Blue light. Get out of its way, or you’ll be playing solitaire with Wilford Brimley.

This is why I make sure to wear computer glasses, and use red light screen filtration like Iris.

 

Upgrade your metabolism with UV

Many hypothyroid (thyroid with low activity) diabetic patients have difficulty tanning because their skin is atrophic (pale with lesions) due to a lack of melanocyte-stimulating hormone (MSH).

Atrophic skin of a diabetic Source

We make MSH by exposing ourselves to UV light. Judging by the amount of people sheltering indoors with their iPads, and avoiding the Sun, we can expect diabetes to soar, especially in younger populations.
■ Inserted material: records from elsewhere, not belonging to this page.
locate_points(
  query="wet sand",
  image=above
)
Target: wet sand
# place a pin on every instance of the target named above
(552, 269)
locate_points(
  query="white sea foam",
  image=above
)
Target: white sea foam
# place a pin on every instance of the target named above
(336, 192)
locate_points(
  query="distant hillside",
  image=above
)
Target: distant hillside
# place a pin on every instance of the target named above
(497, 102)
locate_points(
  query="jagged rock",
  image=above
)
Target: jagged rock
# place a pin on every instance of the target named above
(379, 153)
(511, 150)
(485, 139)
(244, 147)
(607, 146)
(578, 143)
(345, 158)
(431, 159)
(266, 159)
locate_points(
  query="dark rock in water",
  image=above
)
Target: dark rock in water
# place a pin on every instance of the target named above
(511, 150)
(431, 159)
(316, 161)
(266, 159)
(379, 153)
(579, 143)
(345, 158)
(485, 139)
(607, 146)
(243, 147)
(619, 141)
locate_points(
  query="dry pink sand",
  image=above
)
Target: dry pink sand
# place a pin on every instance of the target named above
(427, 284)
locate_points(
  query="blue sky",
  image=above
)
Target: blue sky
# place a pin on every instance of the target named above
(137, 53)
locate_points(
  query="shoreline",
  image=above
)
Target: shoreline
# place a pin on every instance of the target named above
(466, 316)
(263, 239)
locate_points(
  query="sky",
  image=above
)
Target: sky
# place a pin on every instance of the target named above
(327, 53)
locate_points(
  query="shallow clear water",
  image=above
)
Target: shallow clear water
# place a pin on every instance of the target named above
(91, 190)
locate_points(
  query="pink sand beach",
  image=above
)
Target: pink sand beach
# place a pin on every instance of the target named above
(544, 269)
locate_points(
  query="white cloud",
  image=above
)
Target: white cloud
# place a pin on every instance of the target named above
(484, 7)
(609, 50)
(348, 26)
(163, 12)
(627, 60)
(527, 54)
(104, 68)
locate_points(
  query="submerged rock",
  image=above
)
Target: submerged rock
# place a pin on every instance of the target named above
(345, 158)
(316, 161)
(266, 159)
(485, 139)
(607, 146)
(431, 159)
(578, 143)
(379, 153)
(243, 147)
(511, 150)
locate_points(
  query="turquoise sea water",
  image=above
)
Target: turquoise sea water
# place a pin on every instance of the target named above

Why else is UV good for a diabetic?

Regular exposure to solar UV light via our eyes and skin stimulates our thyroid and brain to make the T3 thyroid hormone. T3 balances our body’s metabolism. Tanning in full spectrum sunlight also increases our metabolism, which in turn helps us maintain a healthier weight.

Wild Fat Rats Can’t Stop Eating Sugar too?

If humans are becoming diabetic and obese in response to the planet being saturated with artificial junk light, what’s happening to our furry friends? What could be a better control group in an experiment, than animals who aren’t subject to their own placebo effect?

David B. Allison, Professor of Biostatistics at the University of Alabama School of Public Health, analyzed over 20,000 animals from twenty-four populations, and found that the average weight of the animals rose over time.

Chimps gained the most and were twenty-nine times more obese in 2005 compared to 1985. Even country rats were 15% more obese each decade, over a period of 40 years.

Wild and domestic animals had both been gaining weight since at least the 1940s. What changed?

After World War II, there was an exponential increase in not only streetlight in rural areas, but an explosion in radar technology, unleashing foreign frequencies upon the earth for the first time in its existence.

As barons of the Industrial Age forged new avenues of light, humanity became emboldened, carving out dark alleys where not even rats could hide from the torrential downpour of electric rain. Today we nibble away at the crumb of electronic concrete before us, seeking a way out of a prison ship, which rat and man alike cannot abandon.